By Nikki Dowling
Local elementary and middle school progress report grades dropped dramatically this year, with many schools receiving Bs and Cs from the Department of Education.
The David A. Stein Riverdale/Kingsbridge Academy, MS/HS 141 received a D; down from last year’s B, and was one of many sharp declines from grades received last year. Changes in state test standards were expected to result in such drops. However, the DOE announced that schools could not drop more than two letter grades this year.
Schools like MS/HS 141 that got Ds, could face consequences such as changes in leadership and a “comprehensive review,” according to the DOE.
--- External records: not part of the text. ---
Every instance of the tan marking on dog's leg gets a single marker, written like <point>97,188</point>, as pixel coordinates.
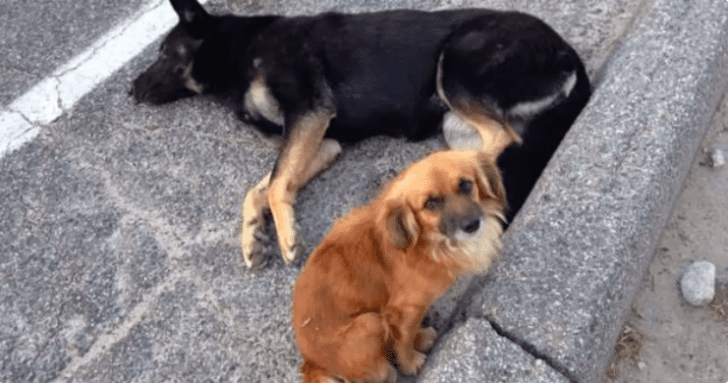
<point>254,205</point>
<point>296,164</point>
<point>494,135</point>
<point>407,320</point>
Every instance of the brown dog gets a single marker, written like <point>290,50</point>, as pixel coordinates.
<point>365,290</point>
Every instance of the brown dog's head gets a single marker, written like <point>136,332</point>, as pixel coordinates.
<point>448,206</point>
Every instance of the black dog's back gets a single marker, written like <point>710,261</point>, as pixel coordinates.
<point>395,73</point>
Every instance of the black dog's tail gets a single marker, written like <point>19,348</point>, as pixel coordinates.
<point>540,140</point>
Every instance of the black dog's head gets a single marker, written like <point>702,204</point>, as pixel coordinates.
<point>171,76</point>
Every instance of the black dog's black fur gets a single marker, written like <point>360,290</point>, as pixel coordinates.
<point>393,73</point>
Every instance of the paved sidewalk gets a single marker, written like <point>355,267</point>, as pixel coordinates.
<point>118,227</point>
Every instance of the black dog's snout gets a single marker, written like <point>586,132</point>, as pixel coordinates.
<point>470,224</point>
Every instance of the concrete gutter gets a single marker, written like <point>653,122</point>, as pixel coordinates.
<point>575,255</point>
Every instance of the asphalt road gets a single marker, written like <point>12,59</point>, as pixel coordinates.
<point>118,223</point>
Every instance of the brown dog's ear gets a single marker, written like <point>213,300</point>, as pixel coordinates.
<point>402,226</point>
<point>489,178</point>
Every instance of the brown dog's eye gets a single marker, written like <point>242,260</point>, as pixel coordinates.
<point>465,187</point>
<point>433,203</point>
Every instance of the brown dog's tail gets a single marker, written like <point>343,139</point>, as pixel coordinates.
<point>312,373</point>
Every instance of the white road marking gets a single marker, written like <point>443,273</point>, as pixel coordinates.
<point>21,121</point>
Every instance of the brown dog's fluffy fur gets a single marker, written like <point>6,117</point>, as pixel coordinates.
<point>365,290</point>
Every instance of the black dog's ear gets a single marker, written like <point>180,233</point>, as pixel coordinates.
<point>192,16</point>
<point>402,227</point>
PS 24 got a C overall and got an F in the school environment category, which is comprised of surveys taken by parents, students and teachers, as well as attendance rates. In 2008-2009 the school got an overall grade of A.
“You usually don’t see an F,” Marvin Shelton, Community Education Council president for District 10, said.
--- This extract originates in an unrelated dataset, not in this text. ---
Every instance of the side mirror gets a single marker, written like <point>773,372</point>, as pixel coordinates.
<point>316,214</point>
Leonie Haimson, executive director of Class Size Matters, who has been critical of the report cards, said since the environment grade is based on what students, parents and teachers think, it is the most accurate category.
“I think that’s a useful indication there’s something really wrong at that school,” Ms. Haimson said of the F. “It’s the only thing, if I were a parent, I would look at … Any school that got an F on its environment is probably a school where there are real problems.”
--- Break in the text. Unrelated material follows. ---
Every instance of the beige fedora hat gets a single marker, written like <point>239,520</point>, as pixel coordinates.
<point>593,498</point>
Donna Connelly, who took over as principal of PS 24 at the beginning of last year, did not return calls for comment.
Other local schools ran into trouble too. PS 81 and PS 7 in Kingsbridge received Cs, although they got As for the 2008-2009 school year. PS 207 also received a C.
“It is a reality check to ensure that we are continuing to try to move children forward and getting them prepared for a career,” PS 81 principal Melodie Mashel said, adding that her school responded to the report by implementing academic intervention services for struggling students.
“We knew it so it wasn’t surprising,” Frank Patterson, PS 7’s new principal, said. “It just confirms the need for the intervention programs and it confirms a specific direction to move in.”